When William Packer, artist and former art critic for the Financial Times, saw Sarah Raphael’s first solo exhibition in 1985, he was inexorably drawn to her work. That show made an impression strong enough to persuade him to keep a close eye on her thereafter, and to follow her subsequent exhibitions; he also became her friend, and remained so until her death. In Sarah Raphael, Packer seeks to embrace the artist’s body of work as a whole, commemorate her spirit and vivacity, and to explore her many artistic influences and interpretations.

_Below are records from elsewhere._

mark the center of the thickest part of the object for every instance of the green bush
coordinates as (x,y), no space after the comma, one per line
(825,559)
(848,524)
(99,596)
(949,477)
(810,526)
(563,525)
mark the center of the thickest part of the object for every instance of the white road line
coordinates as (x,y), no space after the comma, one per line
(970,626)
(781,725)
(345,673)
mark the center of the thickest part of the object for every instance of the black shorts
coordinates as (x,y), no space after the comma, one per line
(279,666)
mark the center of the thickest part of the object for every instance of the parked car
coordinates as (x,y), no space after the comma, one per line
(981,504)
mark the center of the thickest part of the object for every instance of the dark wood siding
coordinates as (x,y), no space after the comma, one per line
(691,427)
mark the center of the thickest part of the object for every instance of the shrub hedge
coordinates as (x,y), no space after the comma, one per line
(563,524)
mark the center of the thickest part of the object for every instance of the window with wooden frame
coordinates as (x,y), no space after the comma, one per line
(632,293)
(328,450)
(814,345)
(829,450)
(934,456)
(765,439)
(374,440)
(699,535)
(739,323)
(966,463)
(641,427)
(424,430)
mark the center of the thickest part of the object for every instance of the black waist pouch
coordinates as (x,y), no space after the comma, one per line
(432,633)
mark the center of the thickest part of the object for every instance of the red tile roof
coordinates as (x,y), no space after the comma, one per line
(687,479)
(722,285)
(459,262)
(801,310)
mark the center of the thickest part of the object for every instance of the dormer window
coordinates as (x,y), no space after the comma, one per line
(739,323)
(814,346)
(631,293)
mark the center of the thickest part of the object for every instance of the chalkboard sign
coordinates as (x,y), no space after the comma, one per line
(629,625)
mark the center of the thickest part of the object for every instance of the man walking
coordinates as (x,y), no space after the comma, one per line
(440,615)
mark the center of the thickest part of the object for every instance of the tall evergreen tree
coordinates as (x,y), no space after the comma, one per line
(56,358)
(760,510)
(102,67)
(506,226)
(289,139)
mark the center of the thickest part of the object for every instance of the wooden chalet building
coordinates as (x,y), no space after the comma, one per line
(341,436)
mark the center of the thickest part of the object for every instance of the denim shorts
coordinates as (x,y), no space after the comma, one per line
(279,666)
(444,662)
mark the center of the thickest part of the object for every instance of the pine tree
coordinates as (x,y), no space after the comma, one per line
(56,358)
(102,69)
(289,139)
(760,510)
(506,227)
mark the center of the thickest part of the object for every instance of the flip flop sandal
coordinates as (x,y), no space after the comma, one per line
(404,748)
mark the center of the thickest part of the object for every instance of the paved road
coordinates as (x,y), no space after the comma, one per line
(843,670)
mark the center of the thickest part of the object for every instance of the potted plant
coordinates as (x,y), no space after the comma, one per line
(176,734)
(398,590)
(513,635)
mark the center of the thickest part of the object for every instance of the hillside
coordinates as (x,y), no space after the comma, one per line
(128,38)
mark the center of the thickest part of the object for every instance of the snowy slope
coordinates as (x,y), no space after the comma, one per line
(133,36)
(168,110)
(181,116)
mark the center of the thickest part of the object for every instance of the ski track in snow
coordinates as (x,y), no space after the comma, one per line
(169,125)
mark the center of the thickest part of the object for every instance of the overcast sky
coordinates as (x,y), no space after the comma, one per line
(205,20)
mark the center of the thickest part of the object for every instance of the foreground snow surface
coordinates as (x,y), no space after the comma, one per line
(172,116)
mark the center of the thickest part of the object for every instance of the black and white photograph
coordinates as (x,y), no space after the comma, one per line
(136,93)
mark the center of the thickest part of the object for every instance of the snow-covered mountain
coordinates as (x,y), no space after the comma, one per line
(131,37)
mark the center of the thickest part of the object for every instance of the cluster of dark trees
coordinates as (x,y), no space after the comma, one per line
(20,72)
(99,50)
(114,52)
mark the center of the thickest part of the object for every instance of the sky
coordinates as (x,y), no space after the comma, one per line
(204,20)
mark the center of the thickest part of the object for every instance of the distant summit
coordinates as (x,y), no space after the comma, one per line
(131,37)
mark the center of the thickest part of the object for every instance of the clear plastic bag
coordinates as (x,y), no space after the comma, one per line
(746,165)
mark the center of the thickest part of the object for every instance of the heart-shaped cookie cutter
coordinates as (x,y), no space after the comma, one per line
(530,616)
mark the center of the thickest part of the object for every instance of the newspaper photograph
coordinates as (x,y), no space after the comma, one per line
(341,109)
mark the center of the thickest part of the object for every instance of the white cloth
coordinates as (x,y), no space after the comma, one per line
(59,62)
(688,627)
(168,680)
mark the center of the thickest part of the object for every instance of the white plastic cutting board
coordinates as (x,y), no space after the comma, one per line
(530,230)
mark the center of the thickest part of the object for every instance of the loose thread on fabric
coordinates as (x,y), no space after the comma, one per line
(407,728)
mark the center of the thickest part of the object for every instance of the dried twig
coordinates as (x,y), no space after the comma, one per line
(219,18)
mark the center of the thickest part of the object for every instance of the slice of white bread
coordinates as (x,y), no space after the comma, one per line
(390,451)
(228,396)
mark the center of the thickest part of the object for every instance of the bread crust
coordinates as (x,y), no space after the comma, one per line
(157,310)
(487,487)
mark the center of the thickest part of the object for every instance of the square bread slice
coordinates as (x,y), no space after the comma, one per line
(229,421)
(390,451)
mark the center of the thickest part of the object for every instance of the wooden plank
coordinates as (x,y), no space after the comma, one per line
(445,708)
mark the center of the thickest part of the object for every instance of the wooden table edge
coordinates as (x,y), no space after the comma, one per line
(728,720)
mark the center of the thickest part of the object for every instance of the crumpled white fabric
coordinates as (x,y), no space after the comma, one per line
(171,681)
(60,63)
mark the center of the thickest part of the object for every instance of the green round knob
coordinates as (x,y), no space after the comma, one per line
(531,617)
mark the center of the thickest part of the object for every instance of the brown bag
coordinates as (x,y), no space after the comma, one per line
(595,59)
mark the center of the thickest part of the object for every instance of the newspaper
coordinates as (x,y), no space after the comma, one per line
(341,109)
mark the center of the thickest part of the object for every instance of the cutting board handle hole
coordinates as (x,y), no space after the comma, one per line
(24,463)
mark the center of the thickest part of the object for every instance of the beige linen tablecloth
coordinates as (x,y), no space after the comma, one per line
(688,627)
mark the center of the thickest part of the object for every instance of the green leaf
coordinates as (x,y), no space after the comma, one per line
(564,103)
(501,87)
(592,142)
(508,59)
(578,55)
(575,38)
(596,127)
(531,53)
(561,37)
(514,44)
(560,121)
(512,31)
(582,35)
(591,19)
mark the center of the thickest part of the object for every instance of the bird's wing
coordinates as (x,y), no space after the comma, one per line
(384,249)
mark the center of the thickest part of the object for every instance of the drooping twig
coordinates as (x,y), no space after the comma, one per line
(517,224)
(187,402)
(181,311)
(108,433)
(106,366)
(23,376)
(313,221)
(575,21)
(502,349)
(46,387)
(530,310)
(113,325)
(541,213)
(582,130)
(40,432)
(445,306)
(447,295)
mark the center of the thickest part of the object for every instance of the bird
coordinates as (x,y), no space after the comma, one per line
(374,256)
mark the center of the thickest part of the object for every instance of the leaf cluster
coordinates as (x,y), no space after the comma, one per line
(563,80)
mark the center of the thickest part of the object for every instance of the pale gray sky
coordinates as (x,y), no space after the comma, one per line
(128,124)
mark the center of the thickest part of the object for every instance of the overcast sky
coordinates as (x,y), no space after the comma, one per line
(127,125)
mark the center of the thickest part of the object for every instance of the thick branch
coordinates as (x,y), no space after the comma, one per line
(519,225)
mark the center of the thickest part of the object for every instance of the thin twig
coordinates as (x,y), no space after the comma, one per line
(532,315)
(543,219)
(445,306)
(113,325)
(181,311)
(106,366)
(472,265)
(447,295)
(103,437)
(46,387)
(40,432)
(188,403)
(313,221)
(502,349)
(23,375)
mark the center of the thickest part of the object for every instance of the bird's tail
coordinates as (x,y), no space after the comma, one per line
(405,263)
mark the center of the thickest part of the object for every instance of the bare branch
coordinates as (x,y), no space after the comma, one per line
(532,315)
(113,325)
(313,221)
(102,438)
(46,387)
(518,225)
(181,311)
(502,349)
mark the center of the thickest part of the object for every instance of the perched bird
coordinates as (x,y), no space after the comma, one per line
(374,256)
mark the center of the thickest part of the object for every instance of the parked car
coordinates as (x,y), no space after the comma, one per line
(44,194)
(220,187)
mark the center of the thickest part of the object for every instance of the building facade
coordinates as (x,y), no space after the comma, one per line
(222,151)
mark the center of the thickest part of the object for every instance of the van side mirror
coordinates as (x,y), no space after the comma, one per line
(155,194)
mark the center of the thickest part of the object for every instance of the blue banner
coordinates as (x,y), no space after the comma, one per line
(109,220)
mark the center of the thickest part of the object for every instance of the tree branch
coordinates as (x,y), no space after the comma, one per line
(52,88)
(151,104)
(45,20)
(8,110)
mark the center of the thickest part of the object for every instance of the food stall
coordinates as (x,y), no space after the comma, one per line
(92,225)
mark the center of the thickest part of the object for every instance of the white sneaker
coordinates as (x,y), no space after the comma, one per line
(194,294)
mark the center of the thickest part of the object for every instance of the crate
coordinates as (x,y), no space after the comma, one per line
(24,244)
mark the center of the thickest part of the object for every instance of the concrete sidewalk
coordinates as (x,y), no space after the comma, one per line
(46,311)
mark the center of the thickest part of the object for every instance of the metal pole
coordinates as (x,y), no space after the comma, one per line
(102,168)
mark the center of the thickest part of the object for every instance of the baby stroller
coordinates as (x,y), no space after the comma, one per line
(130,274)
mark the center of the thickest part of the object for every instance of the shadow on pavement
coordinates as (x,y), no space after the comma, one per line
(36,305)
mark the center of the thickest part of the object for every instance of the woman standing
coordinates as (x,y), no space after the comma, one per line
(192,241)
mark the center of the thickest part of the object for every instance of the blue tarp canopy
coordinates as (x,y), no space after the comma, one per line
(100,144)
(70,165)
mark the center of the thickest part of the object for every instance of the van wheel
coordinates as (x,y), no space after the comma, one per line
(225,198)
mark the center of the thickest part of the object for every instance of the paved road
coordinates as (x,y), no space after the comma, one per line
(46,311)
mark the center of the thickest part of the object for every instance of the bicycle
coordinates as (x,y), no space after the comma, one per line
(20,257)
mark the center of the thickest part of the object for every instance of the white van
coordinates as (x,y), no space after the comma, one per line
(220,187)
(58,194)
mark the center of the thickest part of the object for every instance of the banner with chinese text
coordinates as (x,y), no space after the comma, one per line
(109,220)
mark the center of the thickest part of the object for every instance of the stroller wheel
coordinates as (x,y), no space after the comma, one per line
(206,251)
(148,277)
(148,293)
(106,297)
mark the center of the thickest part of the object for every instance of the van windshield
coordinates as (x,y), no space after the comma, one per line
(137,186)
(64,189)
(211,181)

Sarah’s development as an artist had been quick and breathtakingly impressive. As a child, her family travelled extensively including Spain, Italy and Greece. As her father, writer Frederic Raphael recalls, “she was promptly responsive to place, as to people”, and this charmingly nomadic lifestyle was to influence much of her future work. After gaining a First Class Honours Degree from the Camberwell School of Art in 1981, Sarah’s career explored several media in both figurative and abstract styles: as her work progressed, she was eventually nominated for the Turner Prize and exhibited at numerous high-profile galleries including The Royal Academy and the Whitechapel Gallery. Inspired not only by travel and people, she also used her physical suffering (she experienced agonising migraines throughout her adult life) as a basis for some of her work. Her accomplishments were numerous and acclaimed.

At the time of her death, Sarah was a celebrity in her own right, a status gained in the intense recognition of her exceptional artistic talent. As William Packer acknowledges his foreword to Sarah Raphael “who knows quite where it would have led her to by now, and what new worlds conquered”. Copiously illustrated with more than one hundred images, Sarah Raphael is a striking and fitting testament to one of the art world’s brightest stars – still sadly missed.